Утро — это когда очень холодно ногам. А еще это значит, что надо вставать потому, что за меня мою работу никто не сделает. По крайней мере, так говорит мой отец, Олаф Эссель.
По сравнению с остальными в деревне, мы живем очень хорошо. У нас всегда есть дрова, чтобы согреться в зимние холода, мясо у нас на столе по выходным, а не по праздникам, одежду мы можем покупать в городе, а не носить домотканное.
Даже несмотря на неурожай прошлого года, мы почти не голодали зимой — двенадцатой части, которую отец берет за то, чтобы превратить зерно в муку хватает, чтобы у нас были запасы на черный день.
Отец говорит, что мы будем жить еще лучше, когда я женюсь на дочке мельника из соседней деревни, а Ани выйдет замуж за сына мэтра Бернарда — купца с которым он ведет дела. Но, если честно, брать ее в жены мне не хочется. Клара худая, а еще у нее гниют зубы. Свин говорит, что хороших детей от нее ждать не стоит, а Свин — разбирается.
Свин — сын отца Бартоломью. Это все знают, но никто не говорит. Он — незаконнорожденный. Это значит, что отец Бартоломью и мать Свина не соединились перед лицом Императора. Когда я буду брать Клару замуж, отец Бартоломью покажет нам картину с Его Лицом, чтобы мы стали мужем и женой.
Выбора тут у меня нет. Во первых, так хочет отец, а во вторых — деревенские все тупые и некрасивые, еще хуже Клары. Городские же на такого как я даже смотреть не будут. Поэтому то отец и сватает за меня Клару, а не одну из дочек мэтра Бернарда.

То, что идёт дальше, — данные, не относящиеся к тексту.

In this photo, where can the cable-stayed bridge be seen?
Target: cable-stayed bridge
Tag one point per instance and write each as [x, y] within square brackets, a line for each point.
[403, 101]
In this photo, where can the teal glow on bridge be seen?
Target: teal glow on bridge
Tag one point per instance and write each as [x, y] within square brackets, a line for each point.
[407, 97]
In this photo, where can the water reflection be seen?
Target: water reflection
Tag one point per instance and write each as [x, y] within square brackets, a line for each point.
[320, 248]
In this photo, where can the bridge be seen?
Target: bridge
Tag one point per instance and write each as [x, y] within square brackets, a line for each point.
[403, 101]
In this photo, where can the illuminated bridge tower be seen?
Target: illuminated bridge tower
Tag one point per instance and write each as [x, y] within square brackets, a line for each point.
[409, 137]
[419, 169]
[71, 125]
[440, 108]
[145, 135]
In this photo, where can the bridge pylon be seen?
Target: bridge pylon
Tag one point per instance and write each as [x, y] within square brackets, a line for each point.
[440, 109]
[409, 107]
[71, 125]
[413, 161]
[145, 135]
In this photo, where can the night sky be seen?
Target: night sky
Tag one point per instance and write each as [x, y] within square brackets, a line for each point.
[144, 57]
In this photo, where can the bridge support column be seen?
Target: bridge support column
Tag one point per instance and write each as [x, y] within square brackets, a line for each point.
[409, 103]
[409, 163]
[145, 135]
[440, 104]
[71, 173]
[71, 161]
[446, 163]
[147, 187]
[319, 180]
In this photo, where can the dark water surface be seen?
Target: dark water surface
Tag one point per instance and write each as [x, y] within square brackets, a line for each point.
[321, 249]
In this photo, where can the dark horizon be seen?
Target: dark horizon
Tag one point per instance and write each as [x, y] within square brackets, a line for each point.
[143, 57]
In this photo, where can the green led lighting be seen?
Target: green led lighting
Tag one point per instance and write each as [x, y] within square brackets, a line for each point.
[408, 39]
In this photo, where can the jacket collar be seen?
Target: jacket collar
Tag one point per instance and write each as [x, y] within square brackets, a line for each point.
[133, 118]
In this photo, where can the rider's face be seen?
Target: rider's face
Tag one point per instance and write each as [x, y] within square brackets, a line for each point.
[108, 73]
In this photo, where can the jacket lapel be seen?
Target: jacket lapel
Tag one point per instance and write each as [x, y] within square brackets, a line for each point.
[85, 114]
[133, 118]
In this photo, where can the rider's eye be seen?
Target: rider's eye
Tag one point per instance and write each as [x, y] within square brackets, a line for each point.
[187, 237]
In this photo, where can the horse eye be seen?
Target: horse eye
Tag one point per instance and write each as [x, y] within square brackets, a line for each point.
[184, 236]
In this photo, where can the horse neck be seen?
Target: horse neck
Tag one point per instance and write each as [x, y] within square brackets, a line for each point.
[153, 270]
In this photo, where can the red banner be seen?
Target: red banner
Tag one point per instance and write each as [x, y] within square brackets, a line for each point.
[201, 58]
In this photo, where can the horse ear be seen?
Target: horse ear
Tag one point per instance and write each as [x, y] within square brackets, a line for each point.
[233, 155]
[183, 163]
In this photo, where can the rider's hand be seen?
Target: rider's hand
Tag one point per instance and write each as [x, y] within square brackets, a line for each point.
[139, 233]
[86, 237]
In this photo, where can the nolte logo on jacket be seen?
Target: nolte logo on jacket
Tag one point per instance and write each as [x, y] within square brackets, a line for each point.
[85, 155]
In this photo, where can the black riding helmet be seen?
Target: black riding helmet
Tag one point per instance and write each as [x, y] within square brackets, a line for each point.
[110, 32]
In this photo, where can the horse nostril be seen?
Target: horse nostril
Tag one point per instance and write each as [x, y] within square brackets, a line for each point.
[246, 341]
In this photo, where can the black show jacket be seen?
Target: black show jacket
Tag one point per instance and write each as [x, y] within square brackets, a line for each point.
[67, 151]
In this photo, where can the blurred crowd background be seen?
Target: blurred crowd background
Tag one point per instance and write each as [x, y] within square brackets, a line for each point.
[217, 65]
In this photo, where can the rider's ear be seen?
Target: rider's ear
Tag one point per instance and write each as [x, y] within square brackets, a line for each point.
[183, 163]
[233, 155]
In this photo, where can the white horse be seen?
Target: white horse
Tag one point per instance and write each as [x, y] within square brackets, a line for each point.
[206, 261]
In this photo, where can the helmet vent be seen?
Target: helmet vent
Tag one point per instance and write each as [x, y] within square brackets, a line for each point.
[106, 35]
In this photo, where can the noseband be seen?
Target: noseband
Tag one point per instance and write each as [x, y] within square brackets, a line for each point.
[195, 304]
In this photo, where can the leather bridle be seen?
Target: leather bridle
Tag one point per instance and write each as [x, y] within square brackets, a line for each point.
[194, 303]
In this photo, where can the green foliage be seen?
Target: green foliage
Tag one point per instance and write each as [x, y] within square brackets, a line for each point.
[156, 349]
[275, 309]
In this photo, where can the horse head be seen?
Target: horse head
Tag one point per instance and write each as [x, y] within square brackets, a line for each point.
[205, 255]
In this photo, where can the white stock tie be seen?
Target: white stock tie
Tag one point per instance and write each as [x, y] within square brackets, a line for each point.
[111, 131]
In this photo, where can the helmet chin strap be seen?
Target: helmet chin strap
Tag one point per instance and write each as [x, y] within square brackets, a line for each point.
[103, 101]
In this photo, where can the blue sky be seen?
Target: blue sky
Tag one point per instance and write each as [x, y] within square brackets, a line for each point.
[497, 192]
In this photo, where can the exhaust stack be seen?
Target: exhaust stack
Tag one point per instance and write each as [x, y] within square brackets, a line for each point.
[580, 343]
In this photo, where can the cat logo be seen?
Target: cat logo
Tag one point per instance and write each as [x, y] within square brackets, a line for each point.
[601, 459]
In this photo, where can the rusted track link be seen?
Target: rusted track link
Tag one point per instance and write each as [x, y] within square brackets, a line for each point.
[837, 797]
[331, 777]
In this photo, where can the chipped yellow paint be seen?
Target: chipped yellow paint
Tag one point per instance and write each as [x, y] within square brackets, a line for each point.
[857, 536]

Остается только завидовать Хагару вор Альпу. Он на пару лет старше меня, а уже капитан стражи в нашем баронстве. Один из лучших фехтовальщиков герцогства, командир успешно cходивший в несколько набегов на одичалых за реку. Кроме того, благороден и хорош собой. Любимая тема невольно подслушанных девичьих пересудов.
В отличии от. Не моя вина, что после поветрия на моем лице будто черти горох молотили, а слова выталкиваются из горла только если очень постараюсь. Я говорю мало — не люблю, когда за моей спиной смеются. И то, что могу задать взбучку кому угодно в деревне тут не помогает. Да и все относительно. Любой баронский стражник вытрет мной пол, а вор Альп и вовсе размажет как муху.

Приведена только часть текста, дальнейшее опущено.